AD: The primary aim of these campaigns was to capitalize on key seasonal demand, increase consumer awareness and preference for Alaska seafood, and ultimately drive sales volume across participating retailers. For the recently completed Lent promotions, we observed significant upward sales trends. Specifically, these campaigns generated a sales lift ranging from 5.5% to 45% when compared to previous performance.

The CSI logo
The CSI logo helps provide confidence that seafood was sourced responsibly.

PG: What seafood trends have you been paying particular attention to, and why?

AD: Sushi. Gen Z customers buy twice as much sushi as the average U.S. household, and we already know that Gen Z is more interested in eating more seafood than other generations. 

Sushi not only attracts younger generations to the deli and seafood departments, but also resonates with a wide range of consumers across all demographics. According to Circana research, it is the second most incremental item in the deli department and elicits repeat purchases. Sushi sells year-round and is purchased almost equally by men and women. 

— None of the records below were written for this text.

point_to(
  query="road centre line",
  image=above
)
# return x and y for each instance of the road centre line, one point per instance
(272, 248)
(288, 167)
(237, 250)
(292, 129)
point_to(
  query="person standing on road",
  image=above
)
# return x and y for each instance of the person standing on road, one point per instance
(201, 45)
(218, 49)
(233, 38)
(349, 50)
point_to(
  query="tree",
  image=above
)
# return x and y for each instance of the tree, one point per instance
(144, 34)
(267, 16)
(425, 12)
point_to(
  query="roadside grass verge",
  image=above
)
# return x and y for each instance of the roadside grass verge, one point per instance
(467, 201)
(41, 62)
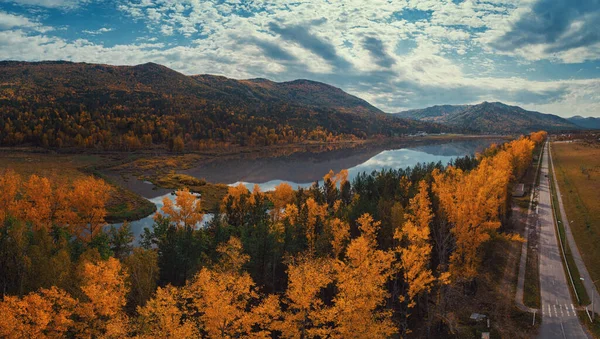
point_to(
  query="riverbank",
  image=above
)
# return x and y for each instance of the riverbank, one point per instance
(146, 174)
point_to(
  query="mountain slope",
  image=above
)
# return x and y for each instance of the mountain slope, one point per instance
(490, 117)
(56, 104)
(587, 123)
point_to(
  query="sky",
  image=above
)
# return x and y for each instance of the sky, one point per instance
(542, 55)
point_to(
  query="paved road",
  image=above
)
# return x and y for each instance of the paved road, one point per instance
(559, 319)
(583, 272)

Sushi holds its own against a broad section of categories in the store, like yogurt or cereal, and it is one of the biggest platforms for future growth in prepared foods. 
At ASMI, we partner with retailers like Sam’s Club and Hy-Vee to highlight Alaska seafood in their sushi case offerings.

PG: What are you doing to keep increasing consumption of Alaska seafood?

AD: Shoppers want to know where their food comes from, and telling the story of Alaska seafood is a true honor. Alaska is a state, a people and an industry steeped in the tradition of fishing, and whole communities have been intimately involved with harvesting and processing Alaska seafood for generations. Fishing is more than just a source of income; it’s a way of life, representing a real relationship with the land and sea. ASMI tells the stories of these incredibly dedicated, hardworking fishermen and makes these stories available for retailers to share with their customers in our People Behind the Fish campaign.

ASMI also has the tools and resources to make it easy for grocers to build successful promotions. This includes promotional support including in-store demos, educational materials, simple recipes, consumer trends data for retailer planning, staff training on Alaska seafood varieties, and a library of photos, videos and artwork to customize your needs – plus social media support to help extend your reach.